Other industries have already implemented such predictive analysis, including the military and transportation systems. It is commonplace in certain hardware-specific industries, such as network attached storage, where predicting spinning disk failure becomes a critical function to eliminate data loss and avoid business continuity issues. Even in telecommunications, there are papers dating back to the 1970s stating the plausibility of creating such a predictive alerting system. Thus, it is not a new idea; however, the cable industry has been slow to implement its principles. SCTE/ISBE Cable-Tec Expo 2016 will zoom in on PNM and its significance in late September in Philadelphia.
The below diagram shows the fundamental steps in the predictive alerting process:
Data Collection—Gathering network management information from the typical network elements, such as routers, CMTSes, fiber nodes, and cable modems, as well as from other sources such as customer service and field technician tickets, and social media.
Data Filtering and Analysis—Filtering out the vast quantity of unimportant data and focusing in on the events that truly contribute to equipment and service reliability and availability. Developing rules for how events are linked or “chained,” such as correlating a network alarm with a customer service ticket.
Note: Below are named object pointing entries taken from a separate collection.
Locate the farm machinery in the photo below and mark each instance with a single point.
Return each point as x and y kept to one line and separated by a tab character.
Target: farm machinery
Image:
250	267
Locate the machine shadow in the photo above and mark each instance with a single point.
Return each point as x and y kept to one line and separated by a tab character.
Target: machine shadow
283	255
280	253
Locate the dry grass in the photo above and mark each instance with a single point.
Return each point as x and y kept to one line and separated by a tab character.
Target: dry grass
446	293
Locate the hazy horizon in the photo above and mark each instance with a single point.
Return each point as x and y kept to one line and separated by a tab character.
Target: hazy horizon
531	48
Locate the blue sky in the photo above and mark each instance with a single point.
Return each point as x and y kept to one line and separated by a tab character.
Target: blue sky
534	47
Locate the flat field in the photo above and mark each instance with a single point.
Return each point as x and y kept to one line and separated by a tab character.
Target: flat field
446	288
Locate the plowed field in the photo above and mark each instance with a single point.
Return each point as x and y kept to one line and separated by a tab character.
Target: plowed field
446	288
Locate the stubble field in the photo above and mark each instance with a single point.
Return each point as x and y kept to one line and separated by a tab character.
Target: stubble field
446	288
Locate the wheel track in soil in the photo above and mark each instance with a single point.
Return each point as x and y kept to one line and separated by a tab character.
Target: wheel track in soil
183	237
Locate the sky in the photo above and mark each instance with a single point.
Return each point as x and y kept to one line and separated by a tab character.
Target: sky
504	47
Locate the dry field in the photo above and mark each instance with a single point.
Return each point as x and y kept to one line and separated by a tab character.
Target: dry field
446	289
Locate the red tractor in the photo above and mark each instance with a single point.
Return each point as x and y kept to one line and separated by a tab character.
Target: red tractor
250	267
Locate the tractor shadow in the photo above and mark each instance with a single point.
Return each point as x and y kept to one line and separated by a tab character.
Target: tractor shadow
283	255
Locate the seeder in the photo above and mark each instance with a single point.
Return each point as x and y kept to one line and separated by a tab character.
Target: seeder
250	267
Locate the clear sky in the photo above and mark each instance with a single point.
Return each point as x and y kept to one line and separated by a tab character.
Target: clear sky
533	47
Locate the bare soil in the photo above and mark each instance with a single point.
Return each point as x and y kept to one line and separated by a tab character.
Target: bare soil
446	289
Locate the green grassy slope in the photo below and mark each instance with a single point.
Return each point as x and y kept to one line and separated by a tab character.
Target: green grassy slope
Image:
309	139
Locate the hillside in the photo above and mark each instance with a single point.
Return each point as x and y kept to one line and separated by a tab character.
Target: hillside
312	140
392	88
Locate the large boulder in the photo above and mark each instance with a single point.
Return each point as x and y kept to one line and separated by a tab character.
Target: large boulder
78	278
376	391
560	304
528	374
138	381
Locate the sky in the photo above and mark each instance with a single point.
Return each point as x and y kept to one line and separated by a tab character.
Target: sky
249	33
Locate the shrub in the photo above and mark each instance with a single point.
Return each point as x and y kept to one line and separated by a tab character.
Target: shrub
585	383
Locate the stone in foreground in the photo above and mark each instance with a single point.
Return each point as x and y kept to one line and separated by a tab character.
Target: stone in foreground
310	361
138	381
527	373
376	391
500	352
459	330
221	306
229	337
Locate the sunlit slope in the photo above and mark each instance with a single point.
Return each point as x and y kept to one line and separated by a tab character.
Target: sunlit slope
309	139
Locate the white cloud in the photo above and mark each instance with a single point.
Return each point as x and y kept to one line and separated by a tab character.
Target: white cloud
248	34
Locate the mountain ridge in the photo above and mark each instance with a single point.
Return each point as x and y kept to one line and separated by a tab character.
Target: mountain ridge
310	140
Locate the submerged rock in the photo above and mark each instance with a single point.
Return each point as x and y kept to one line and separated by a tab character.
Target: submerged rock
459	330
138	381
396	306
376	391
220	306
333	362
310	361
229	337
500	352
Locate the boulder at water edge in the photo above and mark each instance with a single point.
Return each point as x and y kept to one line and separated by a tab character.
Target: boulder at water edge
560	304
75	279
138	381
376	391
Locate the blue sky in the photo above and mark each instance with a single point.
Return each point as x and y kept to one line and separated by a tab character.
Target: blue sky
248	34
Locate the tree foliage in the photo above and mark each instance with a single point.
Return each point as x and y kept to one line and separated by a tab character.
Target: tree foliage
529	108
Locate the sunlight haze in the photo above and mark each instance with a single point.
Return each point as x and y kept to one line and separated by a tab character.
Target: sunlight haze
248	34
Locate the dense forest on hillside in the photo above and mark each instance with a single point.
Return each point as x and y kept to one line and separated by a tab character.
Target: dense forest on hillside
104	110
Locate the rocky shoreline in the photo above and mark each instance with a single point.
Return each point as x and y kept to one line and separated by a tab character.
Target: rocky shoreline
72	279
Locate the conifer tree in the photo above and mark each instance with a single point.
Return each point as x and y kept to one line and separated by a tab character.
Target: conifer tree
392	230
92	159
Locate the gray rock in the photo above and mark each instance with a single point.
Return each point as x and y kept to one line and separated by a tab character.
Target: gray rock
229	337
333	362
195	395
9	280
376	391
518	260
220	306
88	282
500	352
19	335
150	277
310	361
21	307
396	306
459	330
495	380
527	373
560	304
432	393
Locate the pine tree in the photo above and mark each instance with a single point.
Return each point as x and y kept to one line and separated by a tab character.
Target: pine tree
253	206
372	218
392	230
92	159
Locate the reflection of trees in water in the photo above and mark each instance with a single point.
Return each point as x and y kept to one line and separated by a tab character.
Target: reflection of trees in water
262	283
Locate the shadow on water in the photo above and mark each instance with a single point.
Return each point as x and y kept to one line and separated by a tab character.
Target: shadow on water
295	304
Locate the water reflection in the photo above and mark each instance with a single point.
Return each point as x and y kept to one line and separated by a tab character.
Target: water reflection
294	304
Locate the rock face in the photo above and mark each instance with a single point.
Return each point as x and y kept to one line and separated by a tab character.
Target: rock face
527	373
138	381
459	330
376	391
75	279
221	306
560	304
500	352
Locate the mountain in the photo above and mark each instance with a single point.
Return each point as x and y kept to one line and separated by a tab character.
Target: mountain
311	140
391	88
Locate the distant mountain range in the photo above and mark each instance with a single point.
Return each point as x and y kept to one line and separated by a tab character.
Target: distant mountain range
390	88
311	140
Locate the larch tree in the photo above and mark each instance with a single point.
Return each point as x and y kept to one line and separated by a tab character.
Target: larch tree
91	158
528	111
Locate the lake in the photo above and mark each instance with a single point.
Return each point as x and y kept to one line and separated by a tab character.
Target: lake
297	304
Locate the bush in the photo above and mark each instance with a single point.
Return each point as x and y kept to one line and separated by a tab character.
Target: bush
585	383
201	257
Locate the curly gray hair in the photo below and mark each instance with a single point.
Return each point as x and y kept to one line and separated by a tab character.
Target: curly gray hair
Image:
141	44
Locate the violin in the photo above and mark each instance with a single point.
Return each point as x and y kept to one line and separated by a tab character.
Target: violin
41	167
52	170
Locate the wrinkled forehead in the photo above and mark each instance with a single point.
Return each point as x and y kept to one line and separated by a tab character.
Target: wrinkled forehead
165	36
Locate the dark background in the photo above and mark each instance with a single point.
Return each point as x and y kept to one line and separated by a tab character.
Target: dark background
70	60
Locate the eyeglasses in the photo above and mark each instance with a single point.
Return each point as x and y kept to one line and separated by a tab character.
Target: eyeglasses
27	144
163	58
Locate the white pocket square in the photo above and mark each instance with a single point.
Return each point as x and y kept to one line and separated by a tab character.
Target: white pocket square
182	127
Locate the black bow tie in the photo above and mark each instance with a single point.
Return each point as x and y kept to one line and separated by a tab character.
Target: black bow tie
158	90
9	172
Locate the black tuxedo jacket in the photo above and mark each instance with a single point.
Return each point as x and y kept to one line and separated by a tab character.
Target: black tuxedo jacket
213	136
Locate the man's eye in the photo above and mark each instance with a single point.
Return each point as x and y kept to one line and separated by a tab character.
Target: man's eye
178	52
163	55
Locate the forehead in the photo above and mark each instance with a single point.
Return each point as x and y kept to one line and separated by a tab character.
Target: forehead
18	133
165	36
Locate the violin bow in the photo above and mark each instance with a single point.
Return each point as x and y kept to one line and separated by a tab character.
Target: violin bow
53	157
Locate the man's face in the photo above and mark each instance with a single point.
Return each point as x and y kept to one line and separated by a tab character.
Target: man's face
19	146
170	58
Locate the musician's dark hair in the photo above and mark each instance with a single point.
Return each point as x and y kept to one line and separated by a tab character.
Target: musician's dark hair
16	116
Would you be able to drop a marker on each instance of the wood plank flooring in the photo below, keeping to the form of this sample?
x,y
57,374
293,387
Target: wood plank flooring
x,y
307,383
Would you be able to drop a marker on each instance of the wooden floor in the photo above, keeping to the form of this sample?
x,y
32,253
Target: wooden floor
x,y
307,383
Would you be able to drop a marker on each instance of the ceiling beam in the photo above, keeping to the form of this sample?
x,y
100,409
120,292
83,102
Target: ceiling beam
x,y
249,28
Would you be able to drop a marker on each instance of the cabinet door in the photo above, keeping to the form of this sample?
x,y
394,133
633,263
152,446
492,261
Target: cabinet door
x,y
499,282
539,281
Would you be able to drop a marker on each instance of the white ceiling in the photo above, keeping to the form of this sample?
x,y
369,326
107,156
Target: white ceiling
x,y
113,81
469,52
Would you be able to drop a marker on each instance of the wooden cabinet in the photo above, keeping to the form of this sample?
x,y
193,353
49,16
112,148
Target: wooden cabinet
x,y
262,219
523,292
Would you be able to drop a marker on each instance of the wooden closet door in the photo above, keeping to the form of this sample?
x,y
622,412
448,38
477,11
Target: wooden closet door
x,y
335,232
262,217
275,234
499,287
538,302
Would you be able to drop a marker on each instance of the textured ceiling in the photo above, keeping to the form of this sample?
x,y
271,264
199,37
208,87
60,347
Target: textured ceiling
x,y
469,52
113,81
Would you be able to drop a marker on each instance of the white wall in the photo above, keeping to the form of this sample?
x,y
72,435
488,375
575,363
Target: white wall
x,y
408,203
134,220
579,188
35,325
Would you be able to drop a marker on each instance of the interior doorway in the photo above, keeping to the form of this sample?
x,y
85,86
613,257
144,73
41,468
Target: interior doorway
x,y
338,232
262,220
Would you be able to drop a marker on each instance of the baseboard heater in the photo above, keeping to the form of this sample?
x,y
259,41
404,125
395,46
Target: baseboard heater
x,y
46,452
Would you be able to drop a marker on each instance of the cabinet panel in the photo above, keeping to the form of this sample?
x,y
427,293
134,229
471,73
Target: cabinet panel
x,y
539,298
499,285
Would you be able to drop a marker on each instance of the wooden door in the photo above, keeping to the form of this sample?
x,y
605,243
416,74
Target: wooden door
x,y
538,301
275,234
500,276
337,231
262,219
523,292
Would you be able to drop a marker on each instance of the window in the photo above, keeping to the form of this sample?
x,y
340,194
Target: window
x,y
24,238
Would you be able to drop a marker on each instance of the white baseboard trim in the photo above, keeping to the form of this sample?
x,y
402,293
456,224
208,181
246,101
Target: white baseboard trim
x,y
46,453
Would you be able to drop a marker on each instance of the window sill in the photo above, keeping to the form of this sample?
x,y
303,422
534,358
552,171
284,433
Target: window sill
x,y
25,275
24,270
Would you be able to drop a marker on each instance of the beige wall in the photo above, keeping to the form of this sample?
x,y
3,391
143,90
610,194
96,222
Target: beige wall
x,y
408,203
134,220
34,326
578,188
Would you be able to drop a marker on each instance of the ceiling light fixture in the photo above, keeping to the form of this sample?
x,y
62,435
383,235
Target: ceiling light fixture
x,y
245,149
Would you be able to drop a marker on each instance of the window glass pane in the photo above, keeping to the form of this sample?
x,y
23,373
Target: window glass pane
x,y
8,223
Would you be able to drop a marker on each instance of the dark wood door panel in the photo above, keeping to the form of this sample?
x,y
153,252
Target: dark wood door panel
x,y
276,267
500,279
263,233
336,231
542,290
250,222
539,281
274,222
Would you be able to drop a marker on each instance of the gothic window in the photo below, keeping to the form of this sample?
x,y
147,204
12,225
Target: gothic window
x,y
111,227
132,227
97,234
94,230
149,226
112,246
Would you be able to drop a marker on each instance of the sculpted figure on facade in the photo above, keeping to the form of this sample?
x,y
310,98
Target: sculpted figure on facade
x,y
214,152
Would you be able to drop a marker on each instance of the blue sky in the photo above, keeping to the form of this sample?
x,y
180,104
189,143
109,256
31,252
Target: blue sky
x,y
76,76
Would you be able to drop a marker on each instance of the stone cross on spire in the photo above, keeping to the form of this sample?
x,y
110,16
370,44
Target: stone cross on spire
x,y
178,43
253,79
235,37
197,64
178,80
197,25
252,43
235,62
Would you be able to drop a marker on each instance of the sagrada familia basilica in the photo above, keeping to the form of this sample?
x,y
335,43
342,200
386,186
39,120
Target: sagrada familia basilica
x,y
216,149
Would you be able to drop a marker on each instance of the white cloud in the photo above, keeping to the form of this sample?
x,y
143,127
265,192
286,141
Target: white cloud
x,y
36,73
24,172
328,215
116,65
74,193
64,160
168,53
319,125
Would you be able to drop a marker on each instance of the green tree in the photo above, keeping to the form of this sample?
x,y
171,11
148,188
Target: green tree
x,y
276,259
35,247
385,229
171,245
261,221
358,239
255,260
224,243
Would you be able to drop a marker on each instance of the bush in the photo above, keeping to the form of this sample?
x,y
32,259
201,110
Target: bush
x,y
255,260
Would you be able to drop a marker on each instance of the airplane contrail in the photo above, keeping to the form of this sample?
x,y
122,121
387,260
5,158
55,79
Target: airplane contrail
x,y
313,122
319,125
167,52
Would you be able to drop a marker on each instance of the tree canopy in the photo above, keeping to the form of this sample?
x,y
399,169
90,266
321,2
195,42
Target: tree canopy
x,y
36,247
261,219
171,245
Prediction—The forecast function, where real-time events and conditions are compared against time-proven signatures of “healthy” versus “unhealthy” sequences. Each signature can be characteristic of a specific set of network anomalies.
Proactive Control—Based on the highly likely prediction, controlling the network by routing traffic away from the affected area and restoring network health, either by re-starting or replacing the impacted network element.
Most network operators have implemented the traditional data collection and analysis functions into their network management systems. Operators and vendors are now developing and fine tuning the prediction and proactive control functions. By looking at every available source that indicates network health—from SNMP traps to customer tickets to chat sessions—and comparing to known baselines, a cyclic, closed, predictive alerting process is established.
It is high time that telecommunications networks fully harness this valuable methodology.